Gauge Fields and Pairing in Double-Layer Composite Fermion Metals

TL;DR

This paper investigates how out-of-phase gauge fluctuations induce pairing in double-layer composite fermion systems, leading to a quantum Hall state with a gap that depends on layer spacing, revealing the interplay of gauge interactions and pairing.

Contribution

It demonstrates that out-of-phase gauge fluctuations cause pairing in double-layer composite fermion metals, resulting in a quantum Hall state with a gap scaling as 1/d^2, a novel insight into gauge-mediated pairing.

Findings

Out-of-phase gauge fluctuations mediate attractive pairing between composite fermions.

The pairing gap scales as 1/d^2, indicating stronger pairing at smaller layer spacing.

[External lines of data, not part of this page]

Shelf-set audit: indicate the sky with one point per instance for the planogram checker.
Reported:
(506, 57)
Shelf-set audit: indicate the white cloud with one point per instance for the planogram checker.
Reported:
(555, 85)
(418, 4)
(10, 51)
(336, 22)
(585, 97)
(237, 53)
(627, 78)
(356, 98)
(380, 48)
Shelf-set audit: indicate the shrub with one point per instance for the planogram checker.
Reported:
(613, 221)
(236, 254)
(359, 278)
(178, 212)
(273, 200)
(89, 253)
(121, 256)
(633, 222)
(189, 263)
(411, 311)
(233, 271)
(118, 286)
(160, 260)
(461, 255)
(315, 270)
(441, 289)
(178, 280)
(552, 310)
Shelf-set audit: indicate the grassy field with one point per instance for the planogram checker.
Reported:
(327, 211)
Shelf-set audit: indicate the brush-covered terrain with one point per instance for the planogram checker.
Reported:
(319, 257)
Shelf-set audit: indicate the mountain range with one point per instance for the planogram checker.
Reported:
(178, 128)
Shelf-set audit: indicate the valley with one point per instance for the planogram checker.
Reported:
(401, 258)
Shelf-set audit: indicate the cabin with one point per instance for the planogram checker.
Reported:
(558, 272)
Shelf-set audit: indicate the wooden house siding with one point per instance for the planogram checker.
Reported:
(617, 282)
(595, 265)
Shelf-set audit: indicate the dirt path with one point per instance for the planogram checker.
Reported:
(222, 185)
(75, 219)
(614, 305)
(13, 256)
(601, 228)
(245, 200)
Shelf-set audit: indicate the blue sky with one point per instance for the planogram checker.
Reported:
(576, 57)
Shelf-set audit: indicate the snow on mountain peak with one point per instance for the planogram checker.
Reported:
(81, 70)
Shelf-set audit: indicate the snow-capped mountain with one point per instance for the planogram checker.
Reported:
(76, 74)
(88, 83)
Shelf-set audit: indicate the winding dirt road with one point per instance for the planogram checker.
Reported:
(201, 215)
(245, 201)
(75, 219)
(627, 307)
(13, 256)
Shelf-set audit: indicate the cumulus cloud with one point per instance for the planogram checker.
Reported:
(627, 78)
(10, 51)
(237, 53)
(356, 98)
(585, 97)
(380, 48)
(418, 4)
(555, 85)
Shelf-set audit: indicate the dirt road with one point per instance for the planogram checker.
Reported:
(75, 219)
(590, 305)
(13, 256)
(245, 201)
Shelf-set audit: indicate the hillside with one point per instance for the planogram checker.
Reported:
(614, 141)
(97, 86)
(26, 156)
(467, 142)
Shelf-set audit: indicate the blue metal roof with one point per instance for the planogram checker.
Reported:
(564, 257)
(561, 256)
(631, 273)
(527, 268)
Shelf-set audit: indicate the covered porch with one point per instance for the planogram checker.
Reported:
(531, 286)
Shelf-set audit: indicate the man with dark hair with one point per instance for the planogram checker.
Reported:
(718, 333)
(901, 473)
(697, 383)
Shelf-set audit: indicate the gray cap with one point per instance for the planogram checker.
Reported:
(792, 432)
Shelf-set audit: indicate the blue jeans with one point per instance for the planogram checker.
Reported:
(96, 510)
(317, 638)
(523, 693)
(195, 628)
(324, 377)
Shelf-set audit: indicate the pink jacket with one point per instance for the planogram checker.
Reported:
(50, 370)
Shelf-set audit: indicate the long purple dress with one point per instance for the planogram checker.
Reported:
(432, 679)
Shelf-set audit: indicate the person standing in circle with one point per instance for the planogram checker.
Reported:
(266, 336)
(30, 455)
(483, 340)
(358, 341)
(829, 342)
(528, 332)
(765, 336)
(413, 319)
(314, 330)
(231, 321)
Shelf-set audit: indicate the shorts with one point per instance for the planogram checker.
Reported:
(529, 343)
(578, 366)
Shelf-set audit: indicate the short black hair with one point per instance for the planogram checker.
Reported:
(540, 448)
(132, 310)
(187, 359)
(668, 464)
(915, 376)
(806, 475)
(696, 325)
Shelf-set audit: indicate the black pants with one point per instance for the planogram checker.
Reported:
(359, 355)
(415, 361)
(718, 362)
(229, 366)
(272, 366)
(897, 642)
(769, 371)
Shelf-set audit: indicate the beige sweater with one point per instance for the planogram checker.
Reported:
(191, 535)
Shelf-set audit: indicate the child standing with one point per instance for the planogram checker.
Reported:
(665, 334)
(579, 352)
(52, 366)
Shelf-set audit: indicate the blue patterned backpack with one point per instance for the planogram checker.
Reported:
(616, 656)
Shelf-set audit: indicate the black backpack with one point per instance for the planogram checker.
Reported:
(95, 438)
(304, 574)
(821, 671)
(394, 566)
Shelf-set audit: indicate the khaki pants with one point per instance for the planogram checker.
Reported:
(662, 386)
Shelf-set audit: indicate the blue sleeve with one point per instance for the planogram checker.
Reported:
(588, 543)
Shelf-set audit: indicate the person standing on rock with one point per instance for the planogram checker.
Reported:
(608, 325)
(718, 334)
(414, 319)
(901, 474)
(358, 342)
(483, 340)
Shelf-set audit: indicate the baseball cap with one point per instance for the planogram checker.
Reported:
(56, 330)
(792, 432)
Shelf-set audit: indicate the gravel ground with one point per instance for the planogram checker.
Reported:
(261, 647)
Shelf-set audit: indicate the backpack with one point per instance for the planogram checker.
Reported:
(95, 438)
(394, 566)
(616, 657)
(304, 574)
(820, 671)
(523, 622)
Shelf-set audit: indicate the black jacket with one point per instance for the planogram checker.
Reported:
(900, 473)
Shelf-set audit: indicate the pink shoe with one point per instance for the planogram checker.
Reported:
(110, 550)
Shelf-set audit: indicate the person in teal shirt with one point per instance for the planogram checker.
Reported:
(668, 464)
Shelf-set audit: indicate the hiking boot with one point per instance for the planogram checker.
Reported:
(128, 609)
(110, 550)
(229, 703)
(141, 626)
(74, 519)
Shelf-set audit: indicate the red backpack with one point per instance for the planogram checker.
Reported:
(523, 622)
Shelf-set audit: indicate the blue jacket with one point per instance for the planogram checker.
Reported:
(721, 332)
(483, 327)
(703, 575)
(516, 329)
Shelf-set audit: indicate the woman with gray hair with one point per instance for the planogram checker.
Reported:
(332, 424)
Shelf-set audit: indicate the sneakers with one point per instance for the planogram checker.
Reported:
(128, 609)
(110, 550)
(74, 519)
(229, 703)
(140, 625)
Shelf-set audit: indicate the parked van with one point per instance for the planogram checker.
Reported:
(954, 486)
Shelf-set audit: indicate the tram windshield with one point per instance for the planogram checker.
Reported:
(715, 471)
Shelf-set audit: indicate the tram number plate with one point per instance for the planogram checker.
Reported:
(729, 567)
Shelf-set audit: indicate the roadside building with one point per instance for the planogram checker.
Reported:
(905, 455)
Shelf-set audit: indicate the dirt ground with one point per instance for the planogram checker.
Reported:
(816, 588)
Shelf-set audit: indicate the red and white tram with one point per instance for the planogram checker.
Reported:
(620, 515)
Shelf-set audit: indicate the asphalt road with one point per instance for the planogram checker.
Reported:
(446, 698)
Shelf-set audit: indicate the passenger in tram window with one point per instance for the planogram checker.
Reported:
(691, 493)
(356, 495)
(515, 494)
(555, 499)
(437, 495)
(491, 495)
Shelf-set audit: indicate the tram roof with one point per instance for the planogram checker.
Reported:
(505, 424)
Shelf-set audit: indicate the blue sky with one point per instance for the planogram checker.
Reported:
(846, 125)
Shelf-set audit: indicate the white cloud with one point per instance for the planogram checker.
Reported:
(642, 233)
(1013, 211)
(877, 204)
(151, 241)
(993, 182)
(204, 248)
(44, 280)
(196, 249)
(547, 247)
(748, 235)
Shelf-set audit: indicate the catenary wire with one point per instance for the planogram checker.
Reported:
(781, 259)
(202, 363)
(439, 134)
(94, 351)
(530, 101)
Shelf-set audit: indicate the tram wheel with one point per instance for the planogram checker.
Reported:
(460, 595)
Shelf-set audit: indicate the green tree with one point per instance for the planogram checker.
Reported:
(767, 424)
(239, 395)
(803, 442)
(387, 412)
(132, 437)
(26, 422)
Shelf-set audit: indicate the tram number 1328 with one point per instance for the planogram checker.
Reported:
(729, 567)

In-phase gauge fluctuations suppress but do not prevent pairing.

Abstract

A symmetrically doped double layer electron system with total filling fraction $\nu=1/m$ decouples into two even denominator ($\nu=1/2 m$) composite fermion `metals' when the layer spacing is large. Out-of-phase fluctuations of the statistical gauge fields in this system mediate a singular attractive pairing interaction between composite fermions in different layers. A strong-coupling analysis shows that for any layer spacing $d$ this pairing interaction leads to the formation of a paired quantum Hall state with a zero-temperature gap $\Delta(0) \propto 1/d^2$. The less singular in-phase gauge fluctuations suppress the size of the zero-temperature gap, $\Delta(0) \propto 1/\left({d^2}{(\ln d)^6}\right)$, but do not eliminate the instability.